This is Jessica. During a discussion recently a collaborator expressed a fact about differential privacy that I think captures what is fundamentally difficult about getting data analysts to accept it. The fact is:
If you can describe a small set of queries that capture what you fundamentally care about, designing the differentially private mechanism for that set will be much more efficient than any mechanism that tries to give data that allows you to do a wider set of queries.
Given that every query leaks information, and you can avoid some leakage by designing the privacy mechanism to account for the structure of the queries (e.g. where outputs can be expected to correlate), it will always be to your advantage to have information on the analyst’s priorities. This creates a design problem: how do we get the analyst to give you their preferences over what’s important so you can give them the most efficient privacy mechanism?
This aspect of differential privacy can seem at odds with all the wisdom around the value of exploring the data to identify how to best analyze it. This older slide deck from Wasserstein describes a cultural divide that crops up, where many statisticians would much prefer a sanitized database where they can issue whatever queries they want, but that’s not what the computer scientists have in mind.
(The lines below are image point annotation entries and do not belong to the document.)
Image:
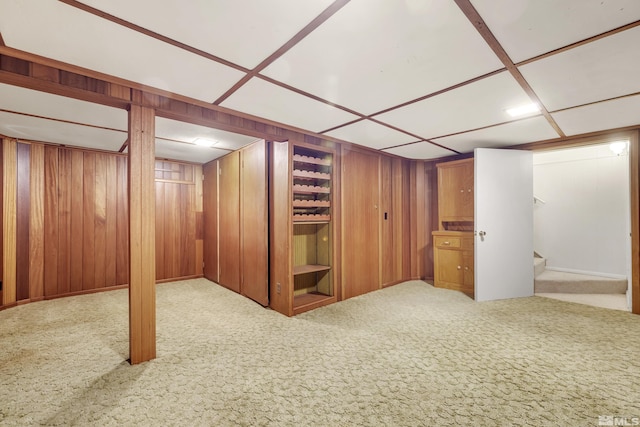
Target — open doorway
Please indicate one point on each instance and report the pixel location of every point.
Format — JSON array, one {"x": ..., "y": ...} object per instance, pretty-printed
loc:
[{"x": 582, "y": 224}]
I’ve generally leaned a bit more toward the side of statisticians than privacy researchers, in the sense of agreeing that its not trivial to expect people to be able to tell you about their highest priority queries before they see the data. But, taking the above fact as inherent to privacy protection, maybe we could instead see this as a feature of differential privacy, in that it could inspire new approaches to getting analysts to more efficiently arrive at and specify their interests or fundamental questions when doing interactive data analysis. In visualization research for instance, we’ve mostly shied away from thinking like mechanism designers who want to elicit analysts’ prior domain knowledge in order to recommend useful views to them (or maybe we equate “seeing data” with elicitation). The design mantras focus on simple defaults for how to show the observed data, like Provide an overview first, but offer details on demand, or Give them the ability to focus on certain data, but don’t let them lose the context. I don’t think these ideas are incongruent with getting analysts to provide information about what they are most interested in, but there’s a tendency to shoot for domain general, knowledge-agnostic tools where possible. Ideas like trying to elicit analysts’ priors or expectations can seem controversial (see, e.g., our discussion article on model checking as a theory for visualization).
Perhaps more importantly, there haven’t really been popular use cases where you couldn’t just see all the data, outside of the researcher degrees of freedom type examples discussed in science reform more generally. There have been some suggestions that popular visual analysis tools like Tableau might be p-hacking machines in a sense, by letting people make all sorts of comparisons, but it’s hard to find really compelling evidence that this is a major risk. So, maybe the awkward constraints differential privacy imposes are a blessing in disguise, and we’ll get more sustained attempts to elicit domain knowledge as an alternative to the “just let them click around until they find it” approach.